Die großen Kunden pflegt man, die kleinen schröpft man
Betroffen sind nach Angaben der Bundesnetzagentur rund ein Drittel aller Haushalte, denn 32 Prozent aller Kunden bezogen ihr Gas im April 2016 vom Grundversorger. Von einer schlechten Marge kann also keine Rede sein, wenn der Endpreis des Kunden den Einkaufspreis des Großhandels um das Sieben- oder Achtfache übersteigt.
Diese Unfairness hat System. Sie ist nicht auf einzelne Versorger beschränkt, sondern ein Phänomen der gesamten Branche. Denn in Deutschland gilt die Regel, dass wer viel verbraucht auch viel sparen kann.

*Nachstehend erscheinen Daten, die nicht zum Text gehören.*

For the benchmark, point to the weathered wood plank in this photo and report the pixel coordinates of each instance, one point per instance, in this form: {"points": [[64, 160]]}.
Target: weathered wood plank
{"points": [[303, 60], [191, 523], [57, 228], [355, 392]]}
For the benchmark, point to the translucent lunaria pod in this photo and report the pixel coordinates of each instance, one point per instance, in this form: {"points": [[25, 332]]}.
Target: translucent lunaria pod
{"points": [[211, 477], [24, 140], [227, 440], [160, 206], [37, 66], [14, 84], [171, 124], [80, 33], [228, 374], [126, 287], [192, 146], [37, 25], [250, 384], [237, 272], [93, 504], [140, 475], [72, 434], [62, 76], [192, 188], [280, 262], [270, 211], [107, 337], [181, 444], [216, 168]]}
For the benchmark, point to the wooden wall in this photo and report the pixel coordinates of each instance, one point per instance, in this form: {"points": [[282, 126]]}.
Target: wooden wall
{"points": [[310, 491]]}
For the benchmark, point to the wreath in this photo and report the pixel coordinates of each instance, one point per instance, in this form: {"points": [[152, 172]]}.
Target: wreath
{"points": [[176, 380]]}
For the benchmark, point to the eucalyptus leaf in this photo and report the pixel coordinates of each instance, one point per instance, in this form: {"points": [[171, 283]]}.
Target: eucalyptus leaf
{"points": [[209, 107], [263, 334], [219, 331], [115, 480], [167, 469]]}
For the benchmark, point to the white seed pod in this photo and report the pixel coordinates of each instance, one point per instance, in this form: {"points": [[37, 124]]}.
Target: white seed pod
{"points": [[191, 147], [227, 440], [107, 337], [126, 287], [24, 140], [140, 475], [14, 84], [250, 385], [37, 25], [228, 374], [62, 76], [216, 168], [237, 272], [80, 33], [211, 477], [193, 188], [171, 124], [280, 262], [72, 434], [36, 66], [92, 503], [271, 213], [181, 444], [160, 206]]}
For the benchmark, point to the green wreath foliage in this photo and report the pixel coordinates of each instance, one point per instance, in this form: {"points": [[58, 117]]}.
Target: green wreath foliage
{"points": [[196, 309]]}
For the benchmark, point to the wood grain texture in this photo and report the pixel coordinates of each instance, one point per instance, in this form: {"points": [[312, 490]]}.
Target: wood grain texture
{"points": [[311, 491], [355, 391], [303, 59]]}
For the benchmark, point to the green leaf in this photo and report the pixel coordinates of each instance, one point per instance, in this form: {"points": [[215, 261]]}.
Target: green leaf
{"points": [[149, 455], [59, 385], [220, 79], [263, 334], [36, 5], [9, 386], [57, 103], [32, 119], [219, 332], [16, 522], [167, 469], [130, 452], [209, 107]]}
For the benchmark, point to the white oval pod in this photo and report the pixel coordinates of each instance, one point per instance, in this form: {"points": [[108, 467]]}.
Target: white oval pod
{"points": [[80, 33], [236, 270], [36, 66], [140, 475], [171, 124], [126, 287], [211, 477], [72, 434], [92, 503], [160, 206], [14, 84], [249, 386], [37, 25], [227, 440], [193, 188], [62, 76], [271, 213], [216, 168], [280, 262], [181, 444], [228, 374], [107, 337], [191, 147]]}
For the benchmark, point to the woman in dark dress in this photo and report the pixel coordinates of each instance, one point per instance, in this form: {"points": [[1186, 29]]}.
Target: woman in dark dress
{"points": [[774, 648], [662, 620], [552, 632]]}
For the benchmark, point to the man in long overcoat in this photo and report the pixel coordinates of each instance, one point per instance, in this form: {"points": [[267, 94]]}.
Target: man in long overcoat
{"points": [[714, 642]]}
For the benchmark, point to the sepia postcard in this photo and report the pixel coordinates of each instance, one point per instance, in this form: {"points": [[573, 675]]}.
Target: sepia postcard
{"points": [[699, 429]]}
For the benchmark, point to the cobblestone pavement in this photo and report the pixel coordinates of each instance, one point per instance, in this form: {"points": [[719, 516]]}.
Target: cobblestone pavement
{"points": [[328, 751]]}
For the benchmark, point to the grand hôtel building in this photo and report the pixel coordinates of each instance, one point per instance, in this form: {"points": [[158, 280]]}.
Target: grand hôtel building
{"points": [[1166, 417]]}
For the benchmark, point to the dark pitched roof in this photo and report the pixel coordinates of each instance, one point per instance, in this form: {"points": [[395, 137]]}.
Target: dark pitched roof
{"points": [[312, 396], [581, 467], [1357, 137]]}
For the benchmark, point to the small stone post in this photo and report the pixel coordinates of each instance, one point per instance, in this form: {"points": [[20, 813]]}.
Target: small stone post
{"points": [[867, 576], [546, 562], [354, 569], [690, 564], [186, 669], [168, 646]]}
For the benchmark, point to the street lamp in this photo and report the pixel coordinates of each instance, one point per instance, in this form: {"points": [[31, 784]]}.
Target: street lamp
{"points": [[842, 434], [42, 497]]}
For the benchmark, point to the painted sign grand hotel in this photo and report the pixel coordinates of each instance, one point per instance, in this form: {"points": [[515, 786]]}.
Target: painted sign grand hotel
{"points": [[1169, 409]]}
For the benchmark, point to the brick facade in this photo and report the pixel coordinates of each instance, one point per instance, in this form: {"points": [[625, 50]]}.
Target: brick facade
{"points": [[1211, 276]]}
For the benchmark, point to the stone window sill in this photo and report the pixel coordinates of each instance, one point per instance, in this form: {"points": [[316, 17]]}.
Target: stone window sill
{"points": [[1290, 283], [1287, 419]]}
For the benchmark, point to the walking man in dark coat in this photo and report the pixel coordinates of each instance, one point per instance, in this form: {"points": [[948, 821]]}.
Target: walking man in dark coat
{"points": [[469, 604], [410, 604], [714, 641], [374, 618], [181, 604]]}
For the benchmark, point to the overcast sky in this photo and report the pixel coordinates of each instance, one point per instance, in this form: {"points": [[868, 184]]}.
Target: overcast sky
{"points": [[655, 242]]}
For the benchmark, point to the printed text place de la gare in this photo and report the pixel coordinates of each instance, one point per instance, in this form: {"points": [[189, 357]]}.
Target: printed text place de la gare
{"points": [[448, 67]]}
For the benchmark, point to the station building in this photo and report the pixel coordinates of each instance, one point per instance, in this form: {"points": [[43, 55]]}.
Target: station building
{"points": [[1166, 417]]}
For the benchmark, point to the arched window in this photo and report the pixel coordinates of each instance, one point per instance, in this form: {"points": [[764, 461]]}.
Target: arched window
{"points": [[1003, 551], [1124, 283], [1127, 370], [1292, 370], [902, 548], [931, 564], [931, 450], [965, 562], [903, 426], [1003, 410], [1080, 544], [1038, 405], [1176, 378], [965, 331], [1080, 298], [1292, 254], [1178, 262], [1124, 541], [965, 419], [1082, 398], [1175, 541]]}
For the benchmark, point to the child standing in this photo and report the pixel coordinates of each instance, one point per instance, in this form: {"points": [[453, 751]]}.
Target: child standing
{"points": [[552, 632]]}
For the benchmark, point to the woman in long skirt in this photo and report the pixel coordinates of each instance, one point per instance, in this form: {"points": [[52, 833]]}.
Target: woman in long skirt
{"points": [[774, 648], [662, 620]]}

Bundesnetzagentur und Bundeskartellamt schlüsseln in ihrem Monitoring die Preisdifferenzen detailliert auf. Dabei fällt auf, dass die großen Verbraucher im Vergleich zu den kleinen ihren Preis pro Kilowattstunde annähernd halbieren können.
Auch zwischen den einzelnen Regionen und Anbietern gibt es große Unterschiede. Der Gasmarkt in Deutschland stellt sich als sehr unübersichtlich und fragmentiert dar. Dabei wird stets das gleiche Produkt verkauft und meist kommt es aus der gleichen russischen Quelle.
Günstiger sind in der Regel jene Lieferanten, die selbst nicht Grundversorger sind. Sie bieten auch für Kunden mit geringerem Verbrauch attraktive Konditionen. Bei einem Verbrauch zwischen 5.556 und 55.556 Kilowattstunden pro Jahr sind Kampfpreise von bis zu 5,2 Cent pro kWh möglich gewesen, hat die Bundesnetzagentur ermittelt.